Web sites are increasingly under spam attack from automated scripts. “CAPTCHAs” (Completely Automated Public Turing test to tell Computers and Humans Apart) can help Web sites to distinguish between human and machine users by forming a problem that is easy for humans to solve, but difficult for machines to solve.
CAPTCHA can control many automated spam attacks against Web sites, but without careful planning, it can also cause problems.
Because CAPTCHAs rely on perception, users unable to perceive a CAPTCHA (for example, due to a disability or because it is difficult to read) will be unable to perform the task protected by a CAPTCHA.
Prevent Spam Attacks without Using CAPTCHAs
The idea here is setting up a form with a text field which is made invisible by using CSS. After form submission, if that text box has information in it, that means a human didn’t fill it out (because this field is invisible for humans), and the submitted form is simply aborted.

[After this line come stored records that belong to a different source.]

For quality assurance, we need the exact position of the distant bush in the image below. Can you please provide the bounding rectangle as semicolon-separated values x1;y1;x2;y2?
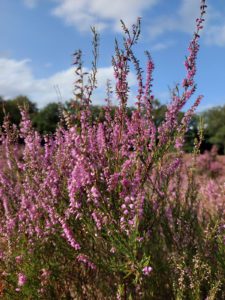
0;0;225;300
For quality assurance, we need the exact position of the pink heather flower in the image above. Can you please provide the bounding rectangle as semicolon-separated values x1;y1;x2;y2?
18;273;27;286
15;255;22;264
142;266;152;276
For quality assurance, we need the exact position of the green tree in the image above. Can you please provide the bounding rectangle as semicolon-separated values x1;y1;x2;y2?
0;95;38;125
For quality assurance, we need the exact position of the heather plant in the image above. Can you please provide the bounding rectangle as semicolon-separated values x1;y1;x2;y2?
0;0;225;299
198;145;223;178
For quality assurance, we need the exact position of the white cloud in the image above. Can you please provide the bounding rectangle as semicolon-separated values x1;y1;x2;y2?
205;24;225;47
23;0;39;8
52;0;160;31
149;0;200;39
150;41;174;51
0;58;135;107
148;0;225;48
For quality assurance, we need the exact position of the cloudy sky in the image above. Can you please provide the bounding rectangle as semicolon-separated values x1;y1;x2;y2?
0;0;225;110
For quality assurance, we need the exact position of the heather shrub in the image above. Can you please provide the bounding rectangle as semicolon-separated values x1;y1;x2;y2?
198;146;223;178
0;1;225;299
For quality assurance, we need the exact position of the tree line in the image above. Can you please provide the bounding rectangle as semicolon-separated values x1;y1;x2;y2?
0;96;225;154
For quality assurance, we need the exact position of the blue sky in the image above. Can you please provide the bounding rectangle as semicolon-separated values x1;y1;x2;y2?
0;0;225;110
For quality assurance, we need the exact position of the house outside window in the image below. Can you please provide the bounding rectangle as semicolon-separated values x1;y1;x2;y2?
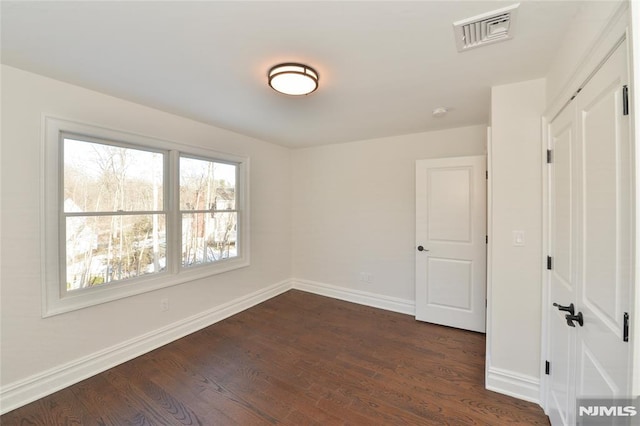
43;117;249;316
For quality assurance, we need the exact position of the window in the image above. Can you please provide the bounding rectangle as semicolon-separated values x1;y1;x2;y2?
43;118;249;316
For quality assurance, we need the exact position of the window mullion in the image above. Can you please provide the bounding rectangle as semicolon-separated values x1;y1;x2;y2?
165;150;182;274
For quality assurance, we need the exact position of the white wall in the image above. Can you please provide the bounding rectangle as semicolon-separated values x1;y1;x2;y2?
546;0;627;105
0;66;291;409
487;79;546;400
292;126;486;306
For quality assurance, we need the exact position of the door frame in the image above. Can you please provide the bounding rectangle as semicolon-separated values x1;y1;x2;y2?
536;2;640;412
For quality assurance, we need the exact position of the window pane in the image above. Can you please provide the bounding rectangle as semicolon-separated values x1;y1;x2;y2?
66;214;166;291
182;212;238;267
64;139;164;212
180;157;237;210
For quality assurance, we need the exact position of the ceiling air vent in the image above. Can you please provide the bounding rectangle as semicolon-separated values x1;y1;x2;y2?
453;3;520;52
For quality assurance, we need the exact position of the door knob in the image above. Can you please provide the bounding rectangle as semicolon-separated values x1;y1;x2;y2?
564;312;584;327
553;303;576;315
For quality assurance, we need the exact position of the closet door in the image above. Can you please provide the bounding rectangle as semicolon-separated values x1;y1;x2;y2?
546;38;633;425
576;43;633;406
547;105;579;426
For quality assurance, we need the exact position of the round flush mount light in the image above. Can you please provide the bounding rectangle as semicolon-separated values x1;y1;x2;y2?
269;63;319;96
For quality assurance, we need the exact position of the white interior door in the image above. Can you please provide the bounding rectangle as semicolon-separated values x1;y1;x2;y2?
576;43;633;406
547;90;579;426
416;156;487;332
546;39;633;426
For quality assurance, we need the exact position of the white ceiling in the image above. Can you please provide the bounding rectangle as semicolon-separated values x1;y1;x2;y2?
0;0;580;147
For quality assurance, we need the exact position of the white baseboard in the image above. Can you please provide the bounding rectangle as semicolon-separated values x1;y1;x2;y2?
292;278;416;315
0;280;292;414
485;367;540;404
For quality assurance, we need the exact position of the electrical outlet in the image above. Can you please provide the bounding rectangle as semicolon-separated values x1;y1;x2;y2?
360;272;373;283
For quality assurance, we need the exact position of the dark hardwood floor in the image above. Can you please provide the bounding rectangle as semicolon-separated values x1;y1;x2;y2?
0;290;549;426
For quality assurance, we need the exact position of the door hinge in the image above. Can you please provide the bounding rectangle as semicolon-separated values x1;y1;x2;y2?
622;312;629;342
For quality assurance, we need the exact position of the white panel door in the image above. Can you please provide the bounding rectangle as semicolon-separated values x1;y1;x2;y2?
547;93;579;426
416;156;486;332
576;43;633;406
546;39;633;426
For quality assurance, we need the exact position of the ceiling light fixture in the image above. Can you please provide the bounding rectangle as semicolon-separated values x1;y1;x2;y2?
269;63;319;96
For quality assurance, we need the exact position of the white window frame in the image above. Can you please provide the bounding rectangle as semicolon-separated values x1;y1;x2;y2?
41;116;250;317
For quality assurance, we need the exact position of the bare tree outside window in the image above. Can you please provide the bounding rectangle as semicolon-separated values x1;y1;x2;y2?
180;156;238;267
63;138;166;291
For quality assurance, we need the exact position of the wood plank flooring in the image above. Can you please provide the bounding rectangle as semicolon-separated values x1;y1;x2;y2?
0;290;549;426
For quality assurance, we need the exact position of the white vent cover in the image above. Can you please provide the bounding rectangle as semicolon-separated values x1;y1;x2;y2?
453;3;520;52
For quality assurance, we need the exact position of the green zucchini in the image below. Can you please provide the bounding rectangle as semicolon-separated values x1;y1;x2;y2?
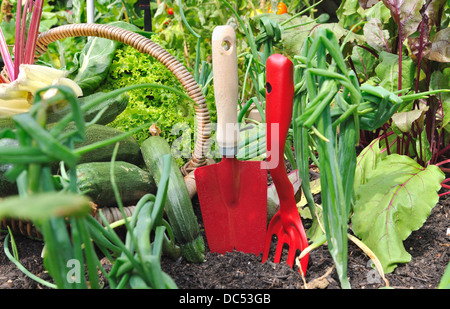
0;138;19;197
77;161;157;207
141;136;205;263
0;116;14;130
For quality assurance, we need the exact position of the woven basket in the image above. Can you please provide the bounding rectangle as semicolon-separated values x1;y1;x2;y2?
0;24;211;238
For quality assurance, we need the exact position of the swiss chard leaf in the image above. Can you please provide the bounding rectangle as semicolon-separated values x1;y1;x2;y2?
352;154;444;273
382;0;425;43
375;52;416;92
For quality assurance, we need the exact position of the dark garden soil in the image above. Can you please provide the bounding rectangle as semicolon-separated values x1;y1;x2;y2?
0;192;450;289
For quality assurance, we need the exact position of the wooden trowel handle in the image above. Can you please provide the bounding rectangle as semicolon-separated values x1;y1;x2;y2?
211;26;239;157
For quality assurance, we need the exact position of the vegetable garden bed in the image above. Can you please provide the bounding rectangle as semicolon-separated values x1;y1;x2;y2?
0;197;450;289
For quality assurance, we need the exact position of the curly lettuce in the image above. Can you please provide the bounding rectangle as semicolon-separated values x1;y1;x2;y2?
101;46;195;147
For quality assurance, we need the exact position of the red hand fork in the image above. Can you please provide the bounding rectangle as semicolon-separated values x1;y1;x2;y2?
262;54;309;274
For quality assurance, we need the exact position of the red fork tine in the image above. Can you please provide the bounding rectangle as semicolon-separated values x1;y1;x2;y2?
262;54;309;274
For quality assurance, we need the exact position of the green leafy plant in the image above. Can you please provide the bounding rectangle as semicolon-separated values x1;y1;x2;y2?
0;84;184;288
101;46;194;149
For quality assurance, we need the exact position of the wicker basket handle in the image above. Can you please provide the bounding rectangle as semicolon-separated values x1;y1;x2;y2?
36;24;211;174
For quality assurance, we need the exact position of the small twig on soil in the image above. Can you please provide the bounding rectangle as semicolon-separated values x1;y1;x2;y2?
302;264;334;289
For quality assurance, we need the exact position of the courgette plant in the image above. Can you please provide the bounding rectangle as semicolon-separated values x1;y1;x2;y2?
0;84;186;288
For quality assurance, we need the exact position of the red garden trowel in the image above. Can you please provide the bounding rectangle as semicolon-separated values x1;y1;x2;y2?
262;54;309;274
195;26;267;255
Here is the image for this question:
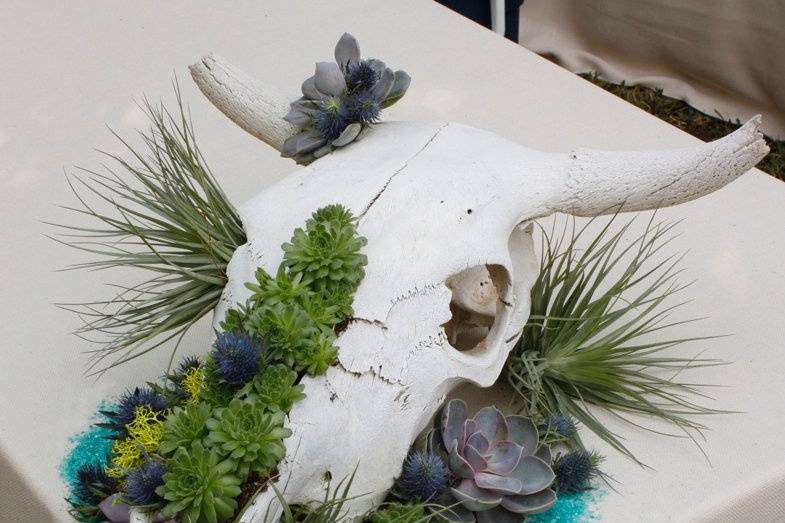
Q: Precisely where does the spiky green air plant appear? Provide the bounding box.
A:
[431,400,556,523]
[156,442,241,523]
[281,33,411,164]
[506,218,718,459]
[53,88,245,370]
[237,365,305,412]
[254,473,360,523]
[365,503,430,523]
[207,399,292,475]
[159,403,212,454]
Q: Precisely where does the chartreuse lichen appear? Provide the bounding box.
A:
[61,206,366,523]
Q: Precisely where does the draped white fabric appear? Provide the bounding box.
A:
[520,0,785,138]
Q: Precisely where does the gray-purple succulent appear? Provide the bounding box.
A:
[431,400,556,523]
[281,33,411,164]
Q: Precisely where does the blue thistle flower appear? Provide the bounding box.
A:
[540,413,578,438]
[552,450,602,493]
[313,96,350,140]
[400,451,450,502]
[125,460,166,506]
[213,332,259,386]
[346,60,379,91]
[96,387,166,439]
[71,463,118,506]
[347,91,382,124]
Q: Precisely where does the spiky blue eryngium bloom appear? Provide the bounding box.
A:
[213,332,259,385]
[71,463,117,506]
[540,413,578,438]
[400,451,450,501]
[313,96,350,140]
[97,387,166,438]
[125,460,166,506]
[552,449,602,493]
[346,60,379,91]
[346,91,382,124]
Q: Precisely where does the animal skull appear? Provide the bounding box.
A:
[179,55,767,522]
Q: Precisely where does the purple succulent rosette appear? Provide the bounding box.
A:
[281,33,411,164]
[430,400,556,523]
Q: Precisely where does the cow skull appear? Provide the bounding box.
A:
[179,55,767,522]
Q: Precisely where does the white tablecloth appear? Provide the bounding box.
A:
[0,0,785,523]
[520,0,785,139]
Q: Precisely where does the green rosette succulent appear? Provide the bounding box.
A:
[298,332,338,376]
[430,400,556,523]
[238,365,305,412]
[156,441,242,523]
[281,205,368,296]
[206,399,292,474]
[158,403,211,454]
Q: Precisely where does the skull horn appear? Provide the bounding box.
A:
[552,116,769,216]
[190,54,298,151]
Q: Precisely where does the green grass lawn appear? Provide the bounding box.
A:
[580,73,785,181]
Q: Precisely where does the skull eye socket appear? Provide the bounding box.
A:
[442,265,509,352]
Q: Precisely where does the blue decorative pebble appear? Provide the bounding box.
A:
[59,402,117,504]
[526,489,607,523]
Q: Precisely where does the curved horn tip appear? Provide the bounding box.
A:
[189,53,298,151]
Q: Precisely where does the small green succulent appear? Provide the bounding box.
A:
[298,332,338,376]
[206,399,292,474]
[159,403,210,454]
[281,205,368,294]
[156,441,242,523]
[200,354,235,407]
[238,365,305,412]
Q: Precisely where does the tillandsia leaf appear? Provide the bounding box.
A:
[54,82,245,372]
[506,213,722,463]
[258,470,366,523]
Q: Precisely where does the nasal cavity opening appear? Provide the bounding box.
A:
[442,265,509,352]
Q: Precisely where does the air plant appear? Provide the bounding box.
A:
[430,400,556,523]
[281,33,411,164]
[506,218,719,459]
[55,84,245,371]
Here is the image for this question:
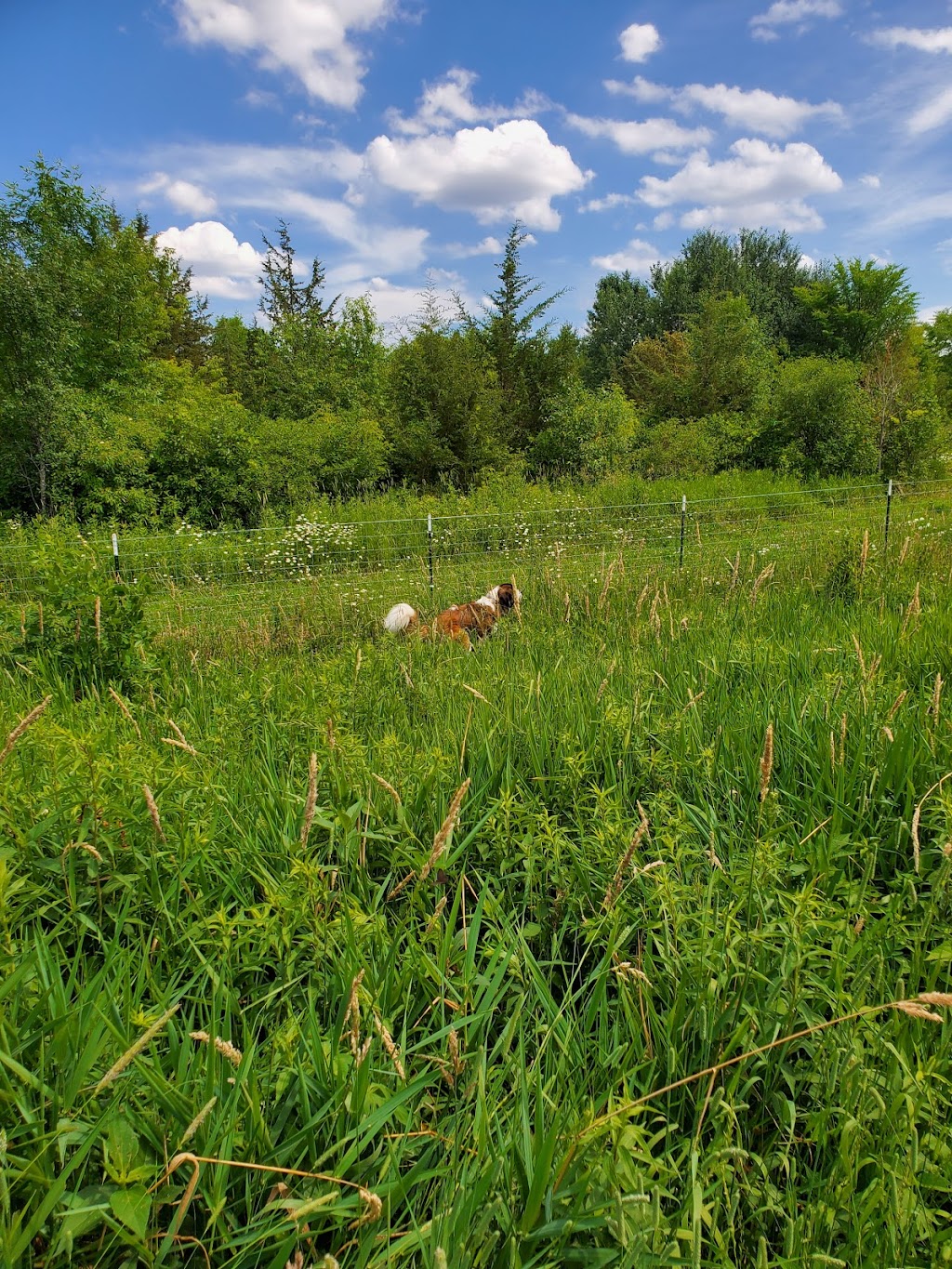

Here are the steps for implementing the methods mentioned above:
- Add an input field to your form, with some interesting name, for example 'URL', or 'Subject'.
<input name="subject" type="text" value=""/>
- Make the input box invisible using CSS so that human users cannot see it directly.
<p class="fstyle"><input name="subject" type="text" value=""/> </p>
- After submission, check the invisible input. If it contains any value, reject the post.
I implemented this method, in a high traffic blog site, the site was catching around 50 spams a day without any spam prevention methods. With this invisible form input method, the site receives 2-3 manually entered spam messages.